The Horizon Foundation, a philanthropic nonprofit in Maryland, has teamed up with Howard County to form the Howard County Better Choices Coalition, an initiative to promote the health of Maryland residents.
This public service announcement is one result of the collaboration, promoting healthier substitutes for soda using slogans like “Burp Better.” It may sound gross, but it’s certainly getting people’s attention.
According to the Howard County Unsweetened website, the commercial directly responds to the marketing tactics of Coca-Cola, which spends two-thirds of their $2.9 billion advertising budget promoting sugary sodas rather than the many healthier drinks it produces.

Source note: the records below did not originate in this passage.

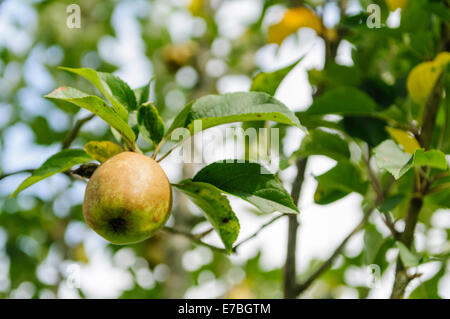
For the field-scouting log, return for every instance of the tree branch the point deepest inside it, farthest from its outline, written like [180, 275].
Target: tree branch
[307, 283]
[402, 279]
[193, 238]
[256, 233]
[289, 266]
[72, 134]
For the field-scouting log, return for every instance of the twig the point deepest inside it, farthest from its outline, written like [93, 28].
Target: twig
[402, 279]
[72, 134]
[290, 272]
[307, 283]
[16, 172]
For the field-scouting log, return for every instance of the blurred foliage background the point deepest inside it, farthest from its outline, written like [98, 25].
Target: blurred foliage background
[190, 48]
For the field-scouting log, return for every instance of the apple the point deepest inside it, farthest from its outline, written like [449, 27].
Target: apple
[127, 199]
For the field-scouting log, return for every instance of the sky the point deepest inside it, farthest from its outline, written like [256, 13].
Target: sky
[321, 229]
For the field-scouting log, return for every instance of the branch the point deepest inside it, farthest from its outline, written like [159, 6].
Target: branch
[16, 172]
[290, 266]
[256, 233]
[402, 279]
[194, 238]
[307, 283]
[72, 134]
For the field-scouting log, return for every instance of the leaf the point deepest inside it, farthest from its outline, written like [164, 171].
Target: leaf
[433, 158]
[197, 8]
[269, 82]
[390, 203]
[338, 182]
[216, 207]
[251, 182]
[215, 110]
[319, 142]
[396, 4]
[344, 101]
[115, 90]
[294, 19]
[57, 163]
[405, 139]
[430, 288]
[143, 93]
[102, 151]
[409, 259]
[391, 158]
[150, 123]
[97, 106]
[422, 79]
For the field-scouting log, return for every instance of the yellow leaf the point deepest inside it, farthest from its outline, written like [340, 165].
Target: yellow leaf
[405, 139]
[422, 79]
[196, 8]
[293, 20]
[395, 4]
[101, 151]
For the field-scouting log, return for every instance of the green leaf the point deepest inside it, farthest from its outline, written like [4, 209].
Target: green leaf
[251, 182]
[216, 207]
[408, 258]
[338, 182]
[319, 142]
[143, 93]
[115, 90]
[57, 163]
[390, 203]
[432, 158]
[269, 82]
[150, 123]
[97, 106]
[430, 288]
[391, 158]
[102, 151]
[215, 110]
[343, 101]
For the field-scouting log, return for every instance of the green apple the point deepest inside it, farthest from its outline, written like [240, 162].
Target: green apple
[127, 199]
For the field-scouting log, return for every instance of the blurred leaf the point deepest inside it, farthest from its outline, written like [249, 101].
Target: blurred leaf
[143, 93]
[251, 182]
[97, 106]
[215, 110]
[57, 163]
[369, 129]
[409, 259]
[390, 157]
[102, 151]
[405, 139]
[396, 4]
[216, 207]
[422, 79]
[269, 82]
[150, 123]
[438, 7]
[294, 19]
[430, 288]
[344, 101]
[373, 240]
[319, 142]
[116, 91]
[390, 203]
[341, 180]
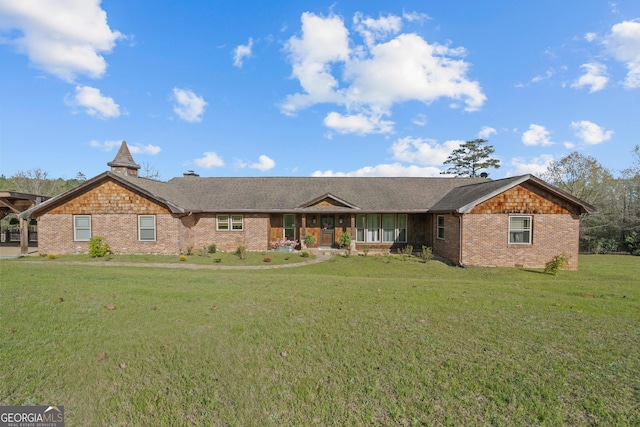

Coca-Cola has 33 non-alcoholic brands, including Vitamin Water, bottled waters, Simply Orange juice, Powerade, and Minute Maid juices, some of which contain far less sugar than Coke or no sugar at all. But thanks to huge media buys for Coke or Diet Coke, you would never think that those big red delivery trucks on the road might be full of fruit juice.
Did you know? There are 39 grams of sugar in a 12-oz can of Coke, which exceeds the American Heart Association’s recommended daily intake of sugar for an adult man (36 grams) and far exceeds the recommended amount for adult women (20 grams). Imagine what that means for children who need considerably fewer amounts. Surveys have found that the average American consumes more than twice the recommended amount of sugar each day, and that this contributes to poor health.
So the message is clear: soda is bad for you. But can you safely say, as Howard County does, that “obesity comes in a red can?”